The mining industry in Brazil is in good shape

24/03/2022
Luís Maurício Azevedo, president of the Brazilian Association of Mineral and Mining Research Companies (ABPM) sums up the favourable performance achieved by Brazilian mining in 2021, when output increased by more than 60 percent, in local currency terms.

“The mining industry in Brazil is in good shape as long as commodity prices are booming.” In these words Luís Maurício Azevedo, president of the Brazilian Association of Mineral and Mining Research Companies (ABPM) sums up the favourable performance achieved by Brazilian mining in 2021, when output increased by more than 60 percent, in local currency terms. The increase was led chiefly by iron ore and gold, the country’s leading mine products, which together account for above 80 percent of the total. Iron ore prices in 2021 averaged around US$ 160 per ton, while the gold price was about US$ 1,800 per ounce. The exchange rate also helped, with the dollar close to the R$ 5.50 level almost the whole year. As a result, companies’ sales income improved, in local currency terms.
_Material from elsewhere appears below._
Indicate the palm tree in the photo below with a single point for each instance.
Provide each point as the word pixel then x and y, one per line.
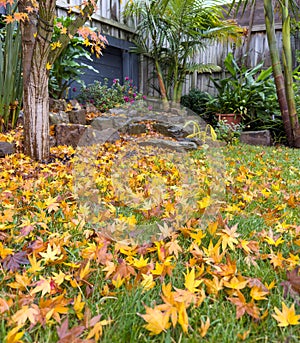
pixel 284 82
pixel 171 31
While he celebrates the industry’s favourable performance in 2021, Azevedo regrets that he saw “not much being done to attract more investments and develop new ventures.” There is undue timidity in this area, he says, while he recognises that the resolutions adopted by the National Mining Agency (ANM) were good signs, though long delayed. “The most important resolutions - one on the system of resources and reserves, another on the reuse of tailings, and a third authorising the use of mining rights as collateral for bank borrowing - took four years to see the light of day.”

Azevedo feels frustrated, he says, in the case of the mining rights to be used as collateral because the new rule basically repeats what was already in the Mining Code. In other words, only a mining licence can serve as collateral, while the industry had been calling for the research licence - giving the holder priority to explore a given area - or the research report could also be used. “In the use of mining rights as collateral we saw a very good possibility for leveraging investments,” Azevedo says. In the question of the reuse of tailings, he says the new rule will have little effect in reducing tax exposure, while he concedes that it also has a favourable aspect, since it will facilitate sales of materials that had been a source of enormous difficulties for mining companies.